FashionM3: Multimodal, Multitask, and Multiround Fashion Assistant based on Unified Vision-Language Model
Kaicheng Pang, Xingxing Zou, Waikeung Wong
TL;DR
FashionM3 addresses interactive, personalized fashion recommendations by integrating a unified vision-language model with multimodal inputs and iterative dialogue. It introduces FashionVLM fine-tuned on the FashionRec dataset to support multitask outputs including recommendations and image generation, governed by the Model Context Protocol MCP. The paper demonstrates superior semantic alignment and personalization against baselines, supported by quantitative metrics and a user study that highlights practical value and user experience. The work advances practical, end-to-end fashion assistants capable of real-time refinement, visualization, and alternatives, offering significant potential for enhanced online styling workflows.
Abstract
Fashion styling and personalized recommendations are pivotal in modern retail, contributing substantial economic value in the fashion industry. With the advent of vision-language models (VLM), new opportunities have emerged to enhance retailing through natural language and visual interactions. This work proposes FashionM3, a multimodal, multitask, and multiround fashion assistant, built upon a VLM fine-tuned for fashion-specific tasks.
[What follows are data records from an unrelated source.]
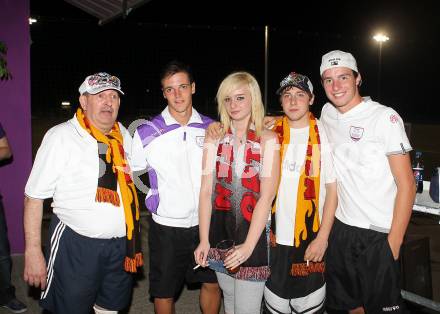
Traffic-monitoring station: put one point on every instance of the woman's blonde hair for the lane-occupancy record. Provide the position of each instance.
(232, 82)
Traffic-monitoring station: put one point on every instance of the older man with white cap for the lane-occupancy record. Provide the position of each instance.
(93, 237)
(375, 192)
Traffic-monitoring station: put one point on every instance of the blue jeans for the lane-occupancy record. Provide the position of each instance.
(7, 291)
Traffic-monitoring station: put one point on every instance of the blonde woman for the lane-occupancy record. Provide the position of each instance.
(238, 186)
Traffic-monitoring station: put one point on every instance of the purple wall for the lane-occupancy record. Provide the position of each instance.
(15, 114)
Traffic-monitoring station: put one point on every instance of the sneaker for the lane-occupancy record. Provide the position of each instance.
(15, 306)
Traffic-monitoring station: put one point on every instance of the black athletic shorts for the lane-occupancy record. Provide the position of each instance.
(361, 271)
(172, 260)
(83, 271)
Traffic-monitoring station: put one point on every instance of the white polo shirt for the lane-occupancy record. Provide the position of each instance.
(362, 139)
(292, 167)
(172, 153)
(66, 168)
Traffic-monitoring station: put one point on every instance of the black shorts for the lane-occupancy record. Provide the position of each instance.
(83, 271)
(172, 260)
(361, 271)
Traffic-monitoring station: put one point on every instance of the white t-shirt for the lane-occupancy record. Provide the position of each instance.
(66, 168)
(292, 166)
(362, 139)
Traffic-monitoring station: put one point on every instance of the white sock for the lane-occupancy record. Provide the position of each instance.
(100, 310)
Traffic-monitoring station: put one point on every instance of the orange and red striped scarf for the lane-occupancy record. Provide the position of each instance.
(307, 220)
(117, 164)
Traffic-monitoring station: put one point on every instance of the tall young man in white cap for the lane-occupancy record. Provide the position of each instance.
(93, 242)
(303, 213)
(170, 147)
(376, 192)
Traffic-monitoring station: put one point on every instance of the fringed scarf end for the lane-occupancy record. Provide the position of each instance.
(272, 239)
(104, 195)
(302, 269)
(131, 264)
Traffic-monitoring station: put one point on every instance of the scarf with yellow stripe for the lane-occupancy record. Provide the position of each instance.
(307, 204)
(117, 171)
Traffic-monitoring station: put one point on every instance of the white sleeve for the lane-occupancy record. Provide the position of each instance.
(138, 156)
(390, 131)
(50, 162)
(327, 166)
(127, 141)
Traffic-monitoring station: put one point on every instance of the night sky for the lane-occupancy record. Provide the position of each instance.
(68, 44)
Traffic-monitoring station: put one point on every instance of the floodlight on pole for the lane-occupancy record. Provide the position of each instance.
(380, 38)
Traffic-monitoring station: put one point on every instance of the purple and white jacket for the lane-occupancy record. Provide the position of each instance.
(172, 155)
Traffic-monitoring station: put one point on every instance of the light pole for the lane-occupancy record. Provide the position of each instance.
(380, 38)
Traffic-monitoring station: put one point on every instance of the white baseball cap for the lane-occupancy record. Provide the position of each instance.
(338, 58)
(96, 83)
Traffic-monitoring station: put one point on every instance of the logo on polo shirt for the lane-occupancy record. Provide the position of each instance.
(200, 140)
(356, 133)
(394, 118)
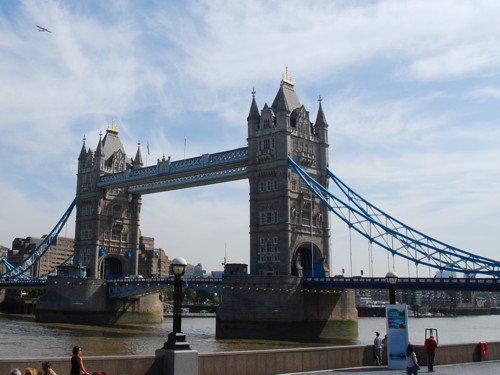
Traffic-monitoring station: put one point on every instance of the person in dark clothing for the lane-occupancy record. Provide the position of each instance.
(430, 345)
(77, 367)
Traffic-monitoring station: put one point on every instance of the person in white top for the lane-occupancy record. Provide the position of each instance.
(377, 348)
(412, 366)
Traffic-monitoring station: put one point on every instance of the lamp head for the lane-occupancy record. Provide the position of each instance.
(178, 266)
(391, 278)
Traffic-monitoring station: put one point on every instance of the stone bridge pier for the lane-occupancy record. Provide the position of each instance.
(277, 307)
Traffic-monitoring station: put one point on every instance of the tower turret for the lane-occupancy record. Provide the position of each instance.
(289, 232)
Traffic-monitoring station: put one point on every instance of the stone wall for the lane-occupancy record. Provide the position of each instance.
(277, 307)
(258, 362)
(80, 300)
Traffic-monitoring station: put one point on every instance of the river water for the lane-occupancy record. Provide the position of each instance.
(22, 337)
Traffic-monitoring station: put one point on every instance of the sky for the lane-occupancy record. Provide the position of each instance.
(410, 91)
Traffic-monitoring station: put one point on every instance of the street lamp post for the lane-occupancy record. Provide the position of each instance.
(392, 279)
(176, 339)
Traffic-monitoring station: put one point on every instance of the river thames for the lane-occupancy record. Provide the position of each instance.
(22, 337)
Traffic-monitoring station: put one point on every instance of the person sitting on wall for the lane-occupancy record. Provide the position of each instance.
(47, 368)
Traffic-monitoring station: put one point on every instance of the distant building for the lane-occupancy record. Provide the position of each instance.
(199, 271)
(235, 269)
(61, 249)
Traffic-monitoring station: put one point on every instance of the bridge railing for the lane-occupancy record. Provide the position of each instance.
(166, 167)
(424, 283)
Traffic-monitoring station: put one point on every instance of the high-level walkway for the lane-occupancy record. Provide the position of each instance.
(473, 368)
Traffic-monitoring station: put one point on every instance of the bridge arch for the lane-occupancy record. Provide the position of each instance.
(112, 267)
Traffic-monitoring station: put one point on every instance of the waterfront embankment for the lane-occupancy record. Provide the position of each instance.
(261, 362)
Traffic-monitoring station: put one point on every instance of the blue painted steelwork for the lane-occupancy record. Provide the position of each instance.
(199, 179)
(17, 284)
(228, 163)
(134, 288)
(404, 283)
(394, 236)
(20, 270)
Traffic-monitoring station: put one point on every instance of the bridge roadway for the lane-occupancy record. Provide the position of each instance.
(133, 288)
(166, 175)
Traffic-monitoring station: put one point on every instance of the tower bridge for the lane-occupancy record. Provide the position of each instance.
(287, 167)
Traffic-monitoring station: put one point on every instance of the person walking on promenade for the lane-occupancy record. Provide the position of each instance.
(47, 369)
(412, 366)
(430, 345)
(77, 367)
(377, 348)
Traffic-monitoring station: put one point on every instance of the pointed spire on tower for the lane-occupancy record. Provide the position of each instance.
(83, 152)
(320, 118)
(286, 99)
(138, 157)
(98, 150)
(254, 110)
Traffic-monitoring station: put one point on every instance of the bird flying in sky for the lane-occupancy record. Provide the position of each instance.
(41, 29)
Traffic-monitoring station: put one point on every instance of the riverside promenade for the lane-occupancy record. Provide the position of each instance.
(474, 368)
(323, 360)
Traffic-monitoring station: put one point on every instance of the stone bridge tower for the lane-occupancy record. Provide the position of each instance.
(289, 228)
(107, 220)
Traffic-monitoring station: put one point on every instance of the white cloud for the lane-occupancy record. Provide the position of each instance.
(407, 88)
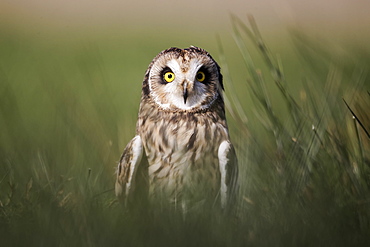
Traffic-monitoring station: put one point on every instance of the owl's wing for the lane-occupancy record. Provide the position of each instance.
(229, 174)
(127, 171)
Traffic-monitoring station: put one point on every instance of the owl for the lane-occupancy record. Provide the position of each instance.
(182, 147)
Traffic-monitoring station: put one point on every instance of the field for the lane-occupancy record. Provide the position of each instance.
(68, 106)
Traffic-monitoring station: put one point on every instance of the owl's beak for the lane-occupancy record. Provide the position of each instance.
(185, 92)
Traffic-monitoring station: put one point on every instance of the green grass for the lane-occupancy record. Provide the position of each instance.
(67, 109)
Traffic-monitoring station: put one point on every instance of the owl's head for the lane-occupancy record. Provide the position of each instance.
(183, 79)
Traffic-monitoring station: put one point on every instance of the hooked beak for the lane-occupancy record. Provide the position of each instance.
(185, 92)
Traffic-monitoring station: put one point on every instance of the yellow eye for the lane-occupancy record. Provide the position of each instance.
(201, 76)
(169, 76)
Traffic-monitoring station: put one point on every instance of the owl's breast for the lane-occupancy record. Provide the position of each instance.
(182, 153)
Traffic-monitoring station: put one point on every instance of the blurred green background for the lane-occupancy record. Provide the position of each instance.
(70, 83)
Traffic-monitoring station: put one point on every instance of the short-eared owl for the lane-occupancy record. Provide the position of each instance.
(182, 142)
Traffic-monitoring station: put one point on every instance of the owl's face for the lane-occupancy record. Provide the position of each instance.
(183, 79)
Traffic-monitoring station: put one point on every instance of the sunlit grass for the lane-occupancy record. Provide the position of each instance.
(67, 111)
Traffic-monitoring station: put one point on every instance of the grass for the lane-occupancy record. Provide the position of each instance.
(65, 116)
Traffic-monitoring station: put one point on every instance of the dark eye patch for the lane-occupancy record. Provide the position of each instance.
(164, 71)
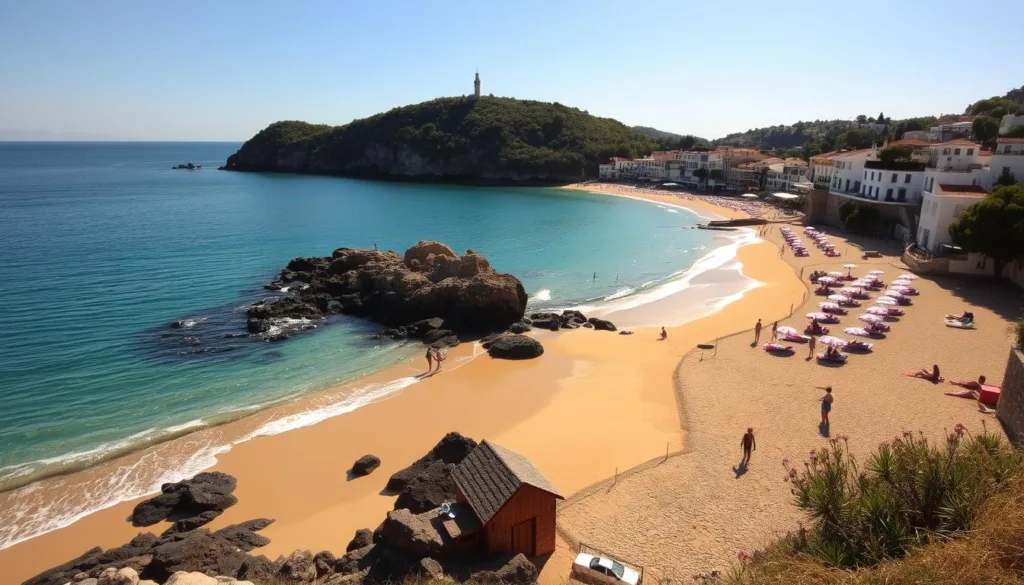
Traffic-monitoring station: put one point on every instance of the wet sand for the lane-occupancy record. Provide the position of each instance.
(595, 403)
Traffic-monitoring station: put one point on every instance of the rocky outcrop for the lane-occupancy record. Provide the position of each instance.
(513, 346)
(206, 492)
(430, 292)
(366, 465)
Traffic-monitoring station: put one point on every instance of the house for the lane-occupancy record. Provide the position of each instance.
(514, 503)
(941, 205)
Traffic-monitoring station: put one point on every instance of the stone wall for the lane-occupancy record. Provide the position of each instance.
(1011, 408)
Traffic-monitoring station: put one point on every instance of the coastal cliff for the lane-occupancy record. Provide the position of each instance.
(497, 140)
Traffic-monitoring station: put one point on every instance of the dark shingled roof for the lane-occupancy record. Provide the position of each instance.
(489, 475)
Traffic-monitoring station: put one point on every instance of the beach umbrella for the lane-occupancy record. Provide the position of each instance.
(830, 341)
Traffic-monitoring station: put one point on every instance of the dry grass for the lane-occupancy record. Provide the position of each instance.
(992, 552)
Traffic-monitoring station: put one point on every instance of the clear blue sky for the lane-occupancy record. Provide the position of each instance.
(223, 70)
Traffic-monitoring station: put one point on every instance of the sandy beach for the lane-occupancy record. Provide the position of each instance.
(598, 413)
(606, 401)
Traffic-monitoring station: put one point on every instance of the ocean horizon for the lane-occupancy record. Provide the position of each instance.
(111, 246)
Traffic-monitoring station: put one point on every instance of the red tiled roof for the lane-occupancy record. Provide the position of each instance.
(963, 191)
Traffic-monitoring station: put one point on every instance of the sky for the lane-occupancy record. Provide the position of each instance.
(222, 70)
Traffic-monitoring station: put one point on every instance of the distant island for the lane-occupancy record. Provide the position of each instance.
(485, 139)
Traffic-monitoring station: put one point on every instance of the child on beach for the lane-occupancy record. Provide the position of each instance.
(749, 445)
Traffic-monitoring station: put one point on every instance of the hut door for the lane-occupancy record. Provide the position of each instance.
(523, 537)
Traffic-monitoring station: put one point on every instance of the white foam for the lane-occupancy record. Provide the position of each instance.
(543, 294)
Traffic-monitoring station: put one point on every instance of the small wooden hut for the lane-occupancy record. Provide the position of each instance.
(514, 503)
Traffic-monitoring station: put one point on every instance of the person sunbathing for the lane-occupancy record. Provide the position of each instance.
(932, 376)
(970, 384)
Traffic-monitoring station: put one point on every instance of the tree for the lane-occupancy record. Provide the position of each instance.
(993, 226)
(701, 174)
(894, 154)
(1007, 178)
(985, 129)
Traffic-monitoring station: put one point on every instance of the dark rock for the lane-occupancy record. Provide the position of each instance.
(258, 570)
(324, 561)
(199, 551)
(411, 534)
(207, 491)
(430, 569)
(364, 537)
(452, 449)
(298, 568)
(519, 328)
(244, 535)
(193, 523)
(601, 325)
(514, 346)
(366, 465)
(428, 490)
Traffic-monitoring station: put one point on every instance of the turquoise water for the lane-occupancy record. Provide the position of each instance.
(103, 246)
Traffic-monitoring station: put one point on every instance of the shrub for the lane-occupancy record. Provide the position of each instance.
(908, 493)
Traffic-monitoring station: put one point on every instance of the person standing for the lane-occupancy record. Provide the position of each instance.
(749, 445)
(826, 402)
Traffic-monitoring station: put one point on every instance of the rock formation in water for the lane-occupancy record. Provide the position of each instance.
(485, 140)
(430, 293)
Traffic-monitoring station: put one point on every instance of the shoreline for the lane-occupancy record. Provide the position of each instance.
(573, 364)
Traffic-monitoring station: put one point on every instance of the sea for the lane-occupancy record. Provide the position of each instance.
(103, 246)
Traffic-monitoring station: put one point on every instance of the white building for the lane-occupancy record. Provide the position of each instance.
(940, 207)
(1009, 121)
(1009, 157)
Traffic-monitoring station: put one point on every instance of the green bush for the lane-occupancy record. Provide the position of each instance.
(909, 492)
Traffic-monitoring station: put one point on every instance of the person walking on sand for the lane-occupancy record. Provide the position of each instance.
(825, 405)
(749, 445)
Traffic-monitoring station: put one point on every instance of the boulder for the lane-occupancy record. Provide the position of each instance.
(515, 346)
(364, 537)
(411, 534)
(199, 551)
(258, 569)
(183, 578)
(430, 569)
(601, 325)
(452, 449)
(298, 568)
(324, 561)
(207, 491)
(244, 535)
(366, 465)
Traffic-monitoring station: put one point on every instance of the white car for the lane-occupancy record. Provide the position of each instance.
(589, 568)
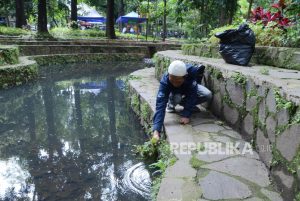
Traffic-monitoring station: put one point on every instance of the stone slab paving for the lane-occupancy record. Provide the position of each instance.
(285, 79)
(236, 174)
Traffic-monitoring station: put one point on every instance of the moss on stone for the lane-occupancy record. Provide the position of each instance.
(239, 78)
(18, 74)
(146, 111)
(135, 103)
(91, 58)
(9, 55)
(282, 103)
(196, 163)
(216, 73)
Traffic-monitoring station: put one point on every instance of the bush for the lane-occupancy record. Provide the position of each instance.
(10, 31)
(67, 33)
(266, 36)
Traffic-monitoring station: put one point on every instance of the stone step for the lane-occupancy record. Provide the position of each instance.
(30, 50)
(55, 59)
(17, 74)
(283, 57)
(262, 103)
(203, 175)
(88, 42)
(9, 54)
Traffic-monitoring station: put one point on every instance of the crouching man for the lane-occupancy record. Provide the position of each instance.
(179, 86)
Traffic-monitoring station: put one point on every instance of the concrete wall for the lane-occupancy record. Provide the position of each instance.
(281, 57)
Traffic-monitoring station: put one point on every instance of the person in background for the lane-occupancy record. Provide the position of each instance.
(179, 86)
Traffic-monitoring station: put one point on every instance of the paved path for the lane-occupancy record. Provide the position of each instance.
(200, 174)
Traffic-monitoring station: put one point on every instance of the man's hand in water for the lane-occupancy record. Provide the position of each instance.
(184, 120)
(156, 135)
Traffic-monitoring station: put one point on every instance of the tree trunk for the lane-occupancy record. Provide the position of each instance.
(165, 21)
(147, 22)
(121, 13)
(74, 10)
(249, 9)
(20, 14)
(42, 16)
(110, 29)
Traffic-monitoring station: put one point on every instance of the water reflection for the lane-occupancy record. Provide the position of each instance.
(70, 139)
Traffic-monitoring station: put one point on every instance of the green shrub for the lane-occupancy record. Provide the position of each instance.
(66, 33)
(266, 36)
(10, 31)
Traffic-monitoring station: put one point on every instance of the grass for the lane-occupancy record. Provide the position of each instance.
(9, 31)
(164, 158)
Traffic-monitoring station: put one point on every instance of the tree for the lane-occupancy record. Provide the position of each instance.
(6, 8)
(74, 10)
(249, 9)
(42, 17)
(20, 13)
(110, 21)
(165, 21)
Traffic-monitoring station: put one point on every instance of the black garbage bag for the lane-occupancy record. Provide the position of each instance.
(237, 45)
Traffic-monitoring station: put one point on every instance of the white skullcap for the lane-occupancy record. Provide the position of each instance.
(177, 68)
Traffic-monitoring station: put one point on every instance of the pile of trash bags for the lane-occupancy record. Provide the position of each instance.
(237, 45)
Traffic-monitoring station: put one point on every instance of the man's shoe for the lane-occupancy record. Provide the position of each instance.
(196, 109)
(170, 108)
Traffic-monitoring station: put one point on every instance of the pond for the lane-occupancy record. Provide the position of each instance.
(69, 136)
It helps users discover satisfying outfits by offering multiple capabilities including personalized recommendation, alternative suggestion, product image generation, and virtual try-on simulation. Fine-tuned on the novel FashionRec dataset, comprising 331,124 multimodal dialogue samples across basic, personalized, and alternative recommendation tasks, FashionM3 delivers contextually personalized suggestions with iterative refinement through multiround interactions. Quantitative and qualitative evaluations, alongside user studies, demonstrate FashionM3's superior performance in recommendation effectiveness and practical value as a fashion assistant.